LKML Archive on lore.kernel.org
help / color / mirror / Atom feed
* Re: + per-cpuset-hugetlb-accounting-and-administration.patch added to -mm tree
[not found] <200705040104.l4414YFR026322@shell0.pdx.osdl.net>
@ 2007-05-04 1:38 ` Paul Jackson
2007-05-04 4:49 ` Ken Chen
2007-05-04 6:45 ` Bill Irwin
0 siblings, 2 replies; 10+ messages in thread
From: Paul Jackson @ 2007-05-04 1:38 UTC (permalink / raw)
To: linux-kernel; +Cc: akpm, mm-commits, kenchen, agl, hermes, wli, clameter
Adding Christoph Lameter <clameter@sgi.com> to the cc list, as he knows
more about hugetlb pages than I do.
This patch strikes me as a bit odd.
Granted, it's solving what could be a touchy problem with a fairly
simple solution, which is usually a Good Thing(tm).
However, the idea that different tasks would see different values for
the following fields in /proc/meminfo:
HugePages_Total: 0
HugePages_Free: 0
strikes me as odd, and risky.
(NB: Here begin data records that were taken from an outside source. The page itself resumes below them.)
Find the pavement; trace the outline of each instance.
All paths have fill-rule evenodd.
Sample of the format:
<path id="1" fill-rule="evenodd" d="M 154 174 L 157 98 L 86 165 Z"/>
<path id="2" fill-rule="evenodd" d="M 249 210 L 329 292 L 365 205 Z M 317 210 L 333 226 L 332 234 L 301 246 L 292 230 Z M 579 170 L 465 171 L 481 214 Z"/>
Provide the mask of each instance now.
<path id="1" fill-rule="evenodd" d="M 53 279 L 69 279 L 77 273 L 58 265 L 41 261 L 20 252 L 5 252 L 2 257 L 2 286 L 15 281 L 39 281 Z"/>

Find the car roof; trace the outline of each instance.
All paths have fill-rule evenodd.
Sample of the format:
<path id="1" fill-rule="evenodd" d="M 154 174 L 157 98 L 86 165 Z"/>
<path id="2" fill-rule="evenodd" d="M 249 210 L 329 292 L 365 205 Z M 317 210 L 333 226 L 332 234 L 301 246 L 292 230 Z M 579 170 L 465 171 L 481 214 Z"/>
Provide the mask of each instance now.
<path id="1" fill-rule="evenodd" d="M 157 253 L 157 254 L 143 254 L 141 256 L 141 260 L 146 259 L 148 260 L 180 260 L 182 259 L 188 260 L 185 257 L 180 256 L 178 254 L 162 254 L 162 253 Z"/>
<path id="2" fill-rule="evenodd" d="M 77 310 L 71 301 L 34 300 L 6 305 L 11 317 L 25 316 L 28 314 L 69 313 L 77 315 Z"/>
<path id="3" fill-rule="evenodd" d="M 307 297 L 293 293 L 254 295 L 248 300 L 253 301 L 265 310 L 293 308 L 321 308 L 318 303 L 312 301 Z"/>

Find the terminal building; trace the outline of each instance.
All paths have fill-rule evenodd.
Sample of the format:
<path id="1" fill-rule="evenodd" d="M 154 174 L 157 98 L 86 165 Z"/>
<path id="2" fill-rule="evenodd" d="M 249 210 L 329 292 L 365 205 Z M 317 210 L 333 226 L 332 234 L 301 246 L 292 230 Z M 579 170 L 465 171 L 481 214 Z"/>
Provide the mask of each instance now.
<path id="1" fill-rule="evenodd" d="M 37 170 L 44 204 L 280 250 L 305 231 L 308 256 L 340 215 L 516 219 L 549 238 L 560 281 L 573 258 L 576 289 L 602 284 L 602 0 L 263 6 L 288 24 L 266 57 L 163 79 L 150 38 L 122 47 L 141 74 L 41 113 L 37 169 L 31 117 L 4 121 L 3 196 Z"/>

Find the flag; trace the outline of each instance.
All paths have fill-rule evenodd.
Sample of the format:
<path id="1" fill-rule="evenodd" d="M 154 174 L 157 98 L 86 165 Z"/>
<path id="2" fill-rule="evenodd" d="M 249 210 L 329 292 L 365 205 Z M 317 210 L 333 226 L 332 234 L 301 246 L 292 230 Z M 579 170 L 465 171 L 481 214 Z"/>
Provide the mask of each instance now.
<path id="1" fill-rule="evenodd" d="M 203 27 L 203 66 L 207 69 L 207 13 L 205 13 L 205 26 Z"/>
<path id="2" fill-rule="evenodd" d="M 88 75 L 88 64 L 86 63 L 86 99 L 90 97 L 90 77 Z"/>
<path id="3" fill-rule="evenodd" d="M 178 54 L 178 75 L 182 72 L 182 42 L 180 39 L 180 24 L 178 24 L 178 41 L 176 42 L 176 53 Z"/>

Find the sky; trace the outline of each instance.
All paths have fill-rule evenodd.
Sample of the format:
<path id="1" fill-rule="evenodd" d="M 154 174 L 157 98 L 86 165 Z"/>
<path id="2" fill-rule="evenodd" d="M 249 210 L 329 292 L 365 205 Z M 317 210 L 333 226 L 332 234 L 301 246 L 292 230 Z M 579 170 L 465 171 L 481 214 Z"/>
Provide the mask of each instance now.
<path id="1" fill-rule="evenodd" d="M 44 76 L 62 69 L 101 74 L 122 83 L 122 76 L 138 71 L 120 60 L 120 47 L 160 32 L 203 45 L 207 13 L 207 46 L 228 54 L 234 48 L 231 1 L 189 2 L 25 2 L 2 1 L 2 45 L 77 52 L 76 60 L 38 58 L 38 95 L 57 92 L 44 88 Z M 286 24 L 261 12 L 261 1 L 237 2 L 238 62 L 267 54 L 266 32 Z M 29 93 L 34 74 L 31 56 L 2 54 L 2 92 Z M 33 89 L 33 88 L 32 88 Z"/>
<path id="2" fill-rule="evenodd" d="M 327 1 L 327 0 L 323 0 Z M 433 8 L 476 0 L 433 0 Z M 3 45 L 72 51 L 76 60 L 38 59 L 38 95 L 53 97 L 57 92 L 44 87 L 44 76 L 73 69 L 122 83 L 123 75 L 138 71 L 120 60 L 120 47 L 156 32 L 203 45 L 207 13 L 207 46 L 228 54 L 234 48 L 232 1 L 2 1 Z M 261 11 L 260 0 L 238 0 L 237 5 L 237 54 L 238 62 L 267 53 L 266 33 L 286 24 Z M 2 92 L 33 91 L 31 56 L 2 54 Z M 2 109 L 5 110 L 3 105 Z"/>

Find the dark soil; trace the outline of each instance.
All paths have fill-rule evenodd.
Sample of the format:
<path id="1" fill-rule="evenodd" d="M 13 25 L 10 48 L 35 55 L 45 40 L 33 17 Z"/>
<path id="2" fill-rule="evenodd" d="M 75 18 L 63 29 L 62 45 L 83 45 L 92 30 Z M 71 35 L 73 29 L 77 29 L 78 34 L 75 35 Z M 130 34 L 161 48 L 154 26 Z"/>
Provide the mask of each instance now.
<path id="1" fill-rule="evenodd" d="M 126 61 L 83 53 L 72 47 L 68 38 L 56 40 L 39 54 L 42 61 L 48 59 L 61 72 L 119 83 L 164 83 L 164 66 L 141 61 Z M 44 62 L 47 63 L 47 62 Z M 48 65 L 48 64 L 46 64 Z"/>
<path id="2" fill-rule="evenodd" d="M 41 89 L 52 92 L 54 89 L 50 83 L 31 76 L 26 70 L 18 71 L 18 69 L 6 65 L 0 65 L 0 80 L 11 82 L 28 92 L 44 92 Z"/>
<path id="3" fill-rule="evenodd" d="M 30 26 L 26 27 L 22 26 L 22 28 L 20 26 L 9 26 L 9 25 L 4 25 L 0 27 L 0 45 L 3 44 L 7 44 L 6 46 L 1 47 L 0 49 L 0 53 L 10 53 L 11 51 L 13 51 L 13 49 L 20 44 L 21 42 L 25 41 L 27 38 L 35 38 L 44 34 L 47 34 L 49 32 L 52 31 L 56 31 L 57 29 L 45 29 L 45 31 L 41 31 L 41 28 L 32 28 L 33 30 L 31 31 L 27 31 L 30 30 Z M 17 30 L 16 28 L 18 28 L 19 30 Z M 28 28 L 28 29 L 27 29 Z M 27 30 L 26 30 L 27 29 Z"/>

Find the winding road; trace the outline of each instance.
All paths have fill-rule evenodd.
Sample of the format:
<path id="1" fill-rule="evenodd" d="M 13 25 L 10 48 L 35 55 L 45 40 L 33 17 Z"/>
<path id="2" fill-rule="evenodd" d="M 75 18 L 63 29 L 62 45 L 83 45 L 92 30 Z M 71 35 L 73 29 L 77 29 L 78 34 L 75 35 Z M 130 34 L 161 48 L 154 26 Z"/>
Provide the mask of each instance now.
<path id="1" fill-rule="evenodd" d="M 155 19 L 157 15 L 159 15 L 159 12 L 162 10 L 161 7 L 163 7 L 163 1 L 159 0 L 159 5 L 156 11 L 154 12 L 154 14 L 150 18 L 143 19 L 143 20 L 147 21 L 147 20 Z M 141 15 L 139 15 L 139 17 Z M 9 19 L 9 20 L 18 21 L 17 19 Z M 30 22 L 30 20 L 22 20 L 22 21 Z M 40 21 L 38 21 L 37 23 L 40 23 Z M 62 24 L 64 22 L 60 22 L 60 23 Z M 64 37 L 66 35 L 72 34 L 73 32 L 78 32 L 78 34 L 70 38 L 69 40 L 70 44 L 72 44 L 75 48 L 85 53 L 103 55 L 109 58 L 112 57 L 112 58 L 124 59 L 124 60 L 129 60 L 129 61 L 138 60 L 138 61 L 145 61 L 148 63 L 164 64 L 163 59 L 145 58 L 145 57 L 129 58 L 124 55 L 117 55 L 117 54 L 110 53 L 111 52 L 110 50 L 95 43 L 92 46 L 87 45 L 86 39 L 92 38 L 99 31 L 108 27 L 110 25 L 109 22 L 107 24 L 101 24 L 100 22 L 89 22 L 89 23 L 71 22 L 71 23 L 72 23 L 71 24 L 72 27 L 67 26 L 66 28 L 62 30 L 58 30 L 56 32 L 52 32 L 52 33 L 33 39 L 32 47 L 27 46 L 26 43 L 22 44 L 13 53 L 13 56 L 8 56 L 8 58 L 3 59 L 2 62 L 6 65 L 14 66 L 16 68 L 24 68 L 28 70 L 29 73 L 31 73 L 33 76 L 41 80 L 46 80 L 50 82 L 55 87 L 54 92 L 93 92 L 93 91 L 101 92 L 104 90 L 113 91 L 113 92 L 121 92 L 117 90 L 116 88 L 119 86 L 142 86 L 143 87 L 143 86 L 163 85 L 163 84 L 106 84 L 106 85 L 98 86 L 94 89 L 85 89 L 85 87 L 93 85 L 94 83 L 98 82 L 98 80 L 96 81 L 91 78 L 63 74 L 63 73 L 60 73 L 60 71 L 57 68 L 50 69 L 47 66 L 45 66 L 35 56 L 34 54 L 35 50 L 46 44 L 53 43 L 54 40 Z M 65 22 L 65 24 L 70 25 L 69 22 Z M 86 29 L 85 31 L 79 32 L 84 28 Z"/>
I would have thought that usually, all
tasks in the system should see the same values in the files in /proc
(as opposed to the files in particular task subdirectories /proc/<pid>.)
This patch strikes me as a bit of a hack, good for compatibility, but
hiding a booby trap that will bite some user code in the long run.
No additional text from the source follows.